Le projet, consiste en un tour complet de la péninsule ibérique, à pied et en suivant la côte d'aussi près que possible. Il est donc, à ce jour, réalisé de Gruissan-Plage (au bord de la mer Méditerranée et proche de Narbonne) jusqu'à Lisbonne.  

- En France le long des pyrénées via Carcassonne, Lourdes et Hendaye. 

- En Espagne au bord (ou pas loin) de l'océan atlantique via Bilbao, Santander, Ferrol, Santiago et Vigo. 

- Au Portugal via Porto et ... Lisbonne. 

- A nouveau en Espagne un parcours de Tarifa jusqu'au début de la province de Murcia. 

La suite ... bientôt ! 

Non content de n'avoir pris aucune note, je n'ai également pris aucune photo hormis celle du bar du Parador ***** de Santiago où je suis allé boire une bière en fin d'après-midi. Un parador où j'ai également dormi, lors de mon parcours de Genève à Santiago, avec Nicole, en 2004 (non encore en ligne). 

Vous voulez visionner quelques photos de Santiago ? Il n'en manque pas sur le net mais vous pouvez aussi en voir quelques-unes de celles que nous avons faites, Nicole et moi, en cliquant sur le lien ci-dessous. Il vous dirige vers la dernière page de notre "Camino Primitivo" de 2011 entre Melide et Santiago (voyez la fin de la page).  

Après la traversée de Sigueïro, agglomération relativement importante, le chemin nous emmène sur de petites routes parallèles à la Nationale mais, hélas, jamais suffisamment loin. 

Je n'ai pris aucune note ce jour et je ne dispose que du tracé pour me remémorer du tracé. Si cela avait été une abomination, je m'en souviendrais. Sur la fin du parcours on traverse l'immense zone industrielle de Santiago qui est très animée, dispose de trottoirs et n'héberge, semble-t-il, aucune entreprise polluante. 

Arrivée à la cathédrale, je me fais un "menu del dia", largement plus cher que celui de mon routier d'hier et je me rends à mon traditionnel hébergement du "Seminario Menor" où, "j'ai mes habitudes" ! 

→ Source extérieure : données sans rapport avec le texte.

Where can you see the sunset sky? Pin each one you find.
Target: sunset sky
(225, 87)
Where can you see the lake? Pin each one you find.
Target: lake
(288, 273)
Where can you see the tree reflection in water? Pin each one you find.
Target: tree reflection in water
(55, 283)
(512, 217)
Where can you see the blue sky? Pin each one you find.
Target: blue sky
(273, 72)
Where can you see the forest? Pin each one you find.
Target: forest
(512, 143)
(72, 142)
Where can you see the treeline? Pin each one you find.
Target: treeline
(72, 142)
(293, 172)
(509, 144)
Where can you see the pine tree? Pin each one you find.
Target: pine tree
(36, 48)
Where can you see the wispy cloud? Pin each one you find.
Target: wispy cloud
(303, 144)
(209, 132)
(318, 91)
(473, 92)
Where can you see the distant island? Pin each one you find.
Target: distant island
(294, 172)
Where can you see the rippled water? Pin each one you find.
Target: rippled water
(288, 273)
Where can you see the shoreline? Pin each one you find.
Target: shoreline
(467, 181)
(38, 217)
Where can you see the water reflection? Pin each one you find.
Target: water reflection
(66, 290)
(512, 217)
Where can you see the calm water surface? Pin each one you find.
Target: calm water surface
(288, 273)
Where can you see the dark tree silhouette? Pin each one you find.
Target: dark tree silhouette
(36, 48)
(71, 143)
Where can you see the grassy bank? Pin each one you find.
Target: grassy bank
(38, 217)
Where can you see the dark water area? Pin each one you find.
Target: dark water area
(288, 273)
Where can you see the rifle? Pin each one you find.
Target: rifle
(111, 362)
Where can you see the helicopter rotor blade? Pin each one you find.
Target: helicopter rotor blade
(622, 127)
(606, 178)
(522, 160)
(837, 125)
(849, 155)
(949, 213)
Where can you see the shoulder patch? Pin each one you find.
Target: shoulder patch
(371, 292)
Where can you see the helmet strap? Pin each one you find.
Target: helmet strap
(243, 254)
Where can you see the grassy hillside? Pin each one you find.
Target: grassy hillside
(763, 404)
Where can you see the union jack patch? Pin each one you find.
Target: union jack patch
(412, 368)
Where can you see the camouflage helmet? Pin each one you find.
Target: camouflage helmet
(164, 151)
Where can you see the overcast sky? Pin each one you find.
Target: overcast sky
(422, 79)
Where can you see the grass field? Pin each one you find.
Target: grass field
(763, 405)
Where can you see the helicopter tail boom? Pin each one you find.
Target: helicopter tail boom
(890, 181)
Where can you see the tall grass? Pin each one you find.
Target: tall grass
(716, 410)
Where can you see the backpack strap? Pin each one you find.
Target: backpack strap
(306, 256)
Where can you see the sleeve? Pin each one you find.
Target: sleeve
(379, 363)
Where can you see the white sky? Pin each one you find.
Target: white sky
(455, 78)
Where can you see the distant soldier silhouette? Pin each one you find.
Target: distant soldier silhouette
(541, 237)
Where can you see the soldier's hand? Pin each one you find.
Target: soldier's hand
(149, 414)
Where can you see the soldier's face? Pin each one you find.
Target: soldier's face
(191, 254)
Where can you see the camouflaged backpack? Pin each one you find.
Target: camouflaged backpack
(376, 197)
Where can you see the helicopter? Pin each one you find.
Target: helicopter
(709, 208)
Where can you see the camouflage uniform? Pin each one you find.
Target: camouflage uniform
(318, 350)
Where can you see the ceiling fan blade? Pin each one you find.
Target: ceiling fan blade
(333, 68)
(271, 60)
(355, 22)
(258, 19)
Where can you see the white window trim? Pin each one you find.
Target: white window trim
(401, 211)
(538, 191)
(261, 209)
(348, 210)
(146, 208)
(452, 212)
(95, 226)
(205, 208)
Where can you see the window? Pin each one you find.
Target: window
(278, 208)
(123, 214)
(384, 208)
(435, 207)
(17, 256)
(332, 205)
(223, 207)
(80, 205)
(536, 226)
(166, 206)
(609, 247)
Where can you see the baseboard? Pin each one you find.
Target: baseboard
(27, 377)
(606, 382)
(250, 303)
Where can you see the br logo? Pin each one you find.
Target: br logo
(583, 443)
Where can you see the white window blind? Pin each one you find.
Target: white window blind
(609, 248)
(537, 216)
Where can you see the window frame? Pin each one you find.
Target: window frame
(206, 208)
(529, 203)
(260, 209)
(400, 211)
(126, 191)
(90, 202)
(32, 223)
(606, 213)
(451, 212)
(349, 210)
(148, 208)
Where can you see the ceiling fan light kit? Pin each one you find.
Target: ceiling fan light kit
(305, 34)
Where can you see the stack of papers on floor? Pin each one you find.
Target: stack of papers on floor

Mon hébergement, ne fait pas la restauration. Aussi, je décide de rejoindre la nationale et d'y trouver un restaurant. 

Ce sera à Os Carballos où un routier délivre un menu du jour à 10 € dans la tradition espagnole (une bouteille de vin local, avec "gazeosa" si on le souhaite, plats copieux et, en plus, service par une aimable serveuse antillaise). 

Il va me rester trois kilomètres de large B.A.U. dans une circulation intense avec cependant la traversée, sur trottoir, d'une petite agglomération. Manger, ou ne pas manger, il faut choisir. Le décision était simple pour moi ! 

J'arrive à mon hôtel qui n'en n'est pas un. C'est un gros pavillon, un peu à l'écart de la nationale avec un grand terrain, une piscine, des transats et surtout un couple de propriétaires extraordinairement sympathiques. Il ne doit y avoir que cinq ou six chambres parfaitement équipées. On est comme chez soi. 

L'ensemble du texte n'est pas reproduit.